Originally described as Balsamia nigrens from a collection made in Placer County, California, USA (Harkness 1889); this was later changed to B. nigrans to make it grammatically correct.
Balsamia nigrescens Harkn. Pseudobalsamia nigrans (Harkn.) Gilkey (as Ps. nigrens) Pseudobalsamia nigrescens (Harkn.) Gilkey and Pseudobalsamia magnata var. nigrans (Harkn.) Gilkey are synonyms
Balsamia nigrans is a small hypogeous fungus with a coarsely warted black exterior and a firm, solid whitish gleba, marbled with white veins. A rare species, or at least rarely reported; it is currently known from 23 collections from 17 disjunct populations from southern California, north through the Sierra Nevada foothills, into the Klamath Mountains in Oregon.
Occurring in disjunct populations; a single site in the mountains in Los Angeles County, California, USA; from low to mid elevations in the south-central to north-central Sierra Nevada in California; a single site in the Klamath Mountains in California; and scattered sites in the Klamath and Coast Range in Oregon.
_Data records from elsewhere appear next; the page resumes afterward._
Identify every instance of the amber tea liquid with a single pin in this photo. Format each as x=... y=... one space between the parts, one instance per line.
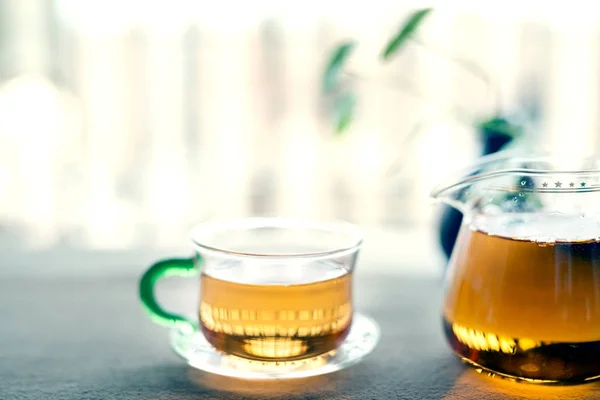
x=277 y=313
x=526 y=307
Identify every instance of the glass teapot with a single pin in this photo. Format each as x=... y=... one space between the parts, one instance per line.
x=522 y=291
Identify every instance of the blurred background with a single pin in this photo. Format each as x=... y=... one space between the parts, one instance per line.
x=122 y=123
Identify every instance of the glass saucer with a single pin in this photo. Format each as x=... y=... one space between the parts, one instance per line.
x=361 y=340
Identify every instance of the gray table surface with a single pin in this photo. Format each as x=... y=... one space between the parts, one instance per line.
x=85 y=336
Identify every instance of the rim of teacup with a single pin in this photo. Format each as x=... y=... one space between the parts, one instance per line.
x=201 y=233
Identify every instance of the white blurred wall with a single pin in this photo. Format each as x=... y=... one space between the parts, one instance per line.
x=125 y=122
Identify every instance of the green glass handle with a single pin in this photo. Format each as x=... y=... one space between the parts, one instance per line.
x=169 y=267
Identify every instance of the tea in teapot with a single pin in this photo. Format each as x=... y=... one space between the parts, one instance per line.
x=523 y=286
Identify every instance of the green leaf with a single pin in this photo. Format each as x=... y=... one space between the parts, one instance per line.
x=501 y=126
x=344 y=109
x=406 y=30
x=335 y=65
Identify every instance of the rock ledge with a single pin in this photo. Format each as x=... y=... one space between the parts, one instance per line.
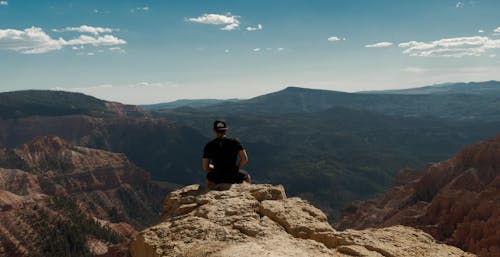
x=259 y=220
Currently known from 23 collections, from 17 locations, (Southworth, et all. 2018). Seven collections are older than 30 years; revisits to some historic locations were successful in relocating this species. Population and trend of this species is hard to assess, as limited surveying has been done to locate populations in much of its range. In addition, the cryptic nature (hypogeous fruiting, dark colors), and growth in areas with sporadic rainfall and limited mycological work (Sierra Nevada Foothills), have likely lead to under reporting of this species.
Hypogeous, solitary, scattered, or sometimes clustered, buried in duff or soil. Presumed to be ectomycorrhizal, associated with Pinaceae; especially Douglas-fir (Pseudotsuga menziesii) and Jeffrey Pine (Pinus jeffreyi). Most collections come from low to mid-elevations, with one site in the southern Sierra, made in high elevation Red Fir (Abies magnifica) forest. It has also been found under oak (Quercus spp.)
This species is dependent on mycophagy (primarily eaten by small mammals) for spore dispersal.
Loss of habitat due to development and urban sprawl in the Sierra Nevada foothills.
Additional surveys for this species in suitable habitat in locations between disjunct populations, to see if the range is more continuous than currently known.
Castellano, M., Smith, J.E., O’Dell, T., Cázares, E. and Nugent, S. 1999. Handbook to Strategy 1 Fungal Species in the Northwest Forest Plan. General Technical Report PNW-GTR-476. United States Department of Agriculture.
Gilkey, H.M. 1954. Tuberales. North American Flora 2(1): 1–36.
Harkness, H.W. 1899. Californian hypogaeous fungi. Proceedings of the California Academy of Sciences. 1(8):241–291.
Siegel, N., Vellinga, E.C., Schwarz, C., Castellano, M.A. and Ikeda, D. 2019. A Field Guide to the Rare Fungi of California’s National Forests. Bookmobile: Minneapolis, MN. 313 p.
Southworth, D., Frank, J.L., Castellano, M.A., Smith, M.E. and Trappe, J.M. 2018. Balsamia (Sequestrate Helvellaceae, Ascomycota) in western North America. Fungal Systematics and Evolution 2: 11-16.